Pero un día, ocurrió algo
insólito. Algo que me dejo si no
desilusionada, si, bastante perpleja.
Ese jueves acudimos a una casa
en la que nos abrió la puerta una mujer vestida de negro. No me extrañé
demasiado porque en aquellos tiempos casi todas las mujeres un poco mayores,
vestían de negro. Lo que si me extrañó fue que al llevarnos al comedor, me encontré
con un grupo de mujeres todas vestidas de negro, y no todas eran mayores,
también había jóvenes pero todas vestidas del mismo color.
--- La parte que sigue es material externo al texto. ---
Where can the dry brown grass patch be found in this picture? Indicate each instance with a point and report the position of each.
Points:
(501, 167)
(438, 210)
Al contemplar sus rostros vi
que todas ellas estaban muy serias, y pensé:
.—“Aquí, si que tendré que
esforzarme porque no parece que estas personas sean muy alegres, que
digamos”.
Una señora, que parecía más
animada, empezó a hacerme preguntas y yo, ni corta ni perezosa comencé a ofrecerles mis gracias y payasadas
hasta conseguir que, si no reír a carcajadas, por lo menos sonrieran de vez en
cuando. Lo que me extrañaba mucho es que, frecuentemente, una salía y otra
entraba con los ojos algo enrojecidos.
.—¿“Será que no se atreven a reírse en público y van a
hacerlo a escondidas?” .—Pensaba yo cada vez más perpleja.
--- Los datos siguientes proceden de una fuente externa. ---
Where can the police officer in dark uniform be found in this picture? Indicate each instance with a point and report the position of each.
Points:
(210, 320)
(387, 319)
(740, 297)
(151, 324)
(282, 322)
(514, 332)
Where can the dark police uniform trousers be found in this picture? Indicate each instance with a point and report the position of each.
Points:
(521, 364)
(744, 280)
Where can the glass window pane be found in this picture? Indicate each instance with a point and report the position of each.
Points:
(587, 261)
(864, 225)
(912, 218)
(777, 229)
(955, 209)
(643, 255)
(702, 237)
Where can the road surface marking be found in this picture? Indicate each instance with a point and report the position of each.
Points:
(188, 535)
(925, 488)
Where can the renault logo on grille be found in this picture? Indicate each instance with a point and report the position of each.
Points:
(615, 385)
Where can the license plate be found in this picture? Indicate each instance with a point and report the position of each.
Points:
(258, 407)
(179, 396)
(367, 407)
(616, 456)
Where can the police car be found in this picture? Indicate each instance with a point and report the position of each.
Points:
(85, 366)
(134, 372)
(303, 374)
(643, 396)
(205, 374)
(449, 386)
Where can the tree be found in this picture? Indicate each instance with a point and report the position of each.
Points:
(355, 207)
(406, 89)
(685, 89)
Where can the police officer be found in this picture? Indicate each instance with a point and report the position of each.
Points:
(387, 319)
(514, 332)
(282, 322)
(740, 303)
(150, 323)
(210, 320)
Casi agradecí cuando trajeron
la merienda y pudimos por fin dejar la casa. Es cierto que todas las señoras
muy agradecidas, me besaron y trataron con cariño pero allí había algo que a mí
no me gustó.
La abuela me lo explicó más
tarde. En aquella casa había fallecido
el abuelo. Era un velatorio, y las señoras que entraban y salían se turnaban
para velar el cadáver del abuelo que estaba en la habitación contigua.
Aquello enfrió mi vocación de
payasa. A partir de entonces y aún hoy, me dedico al teatro. Comedias y sainetes, por supuesto.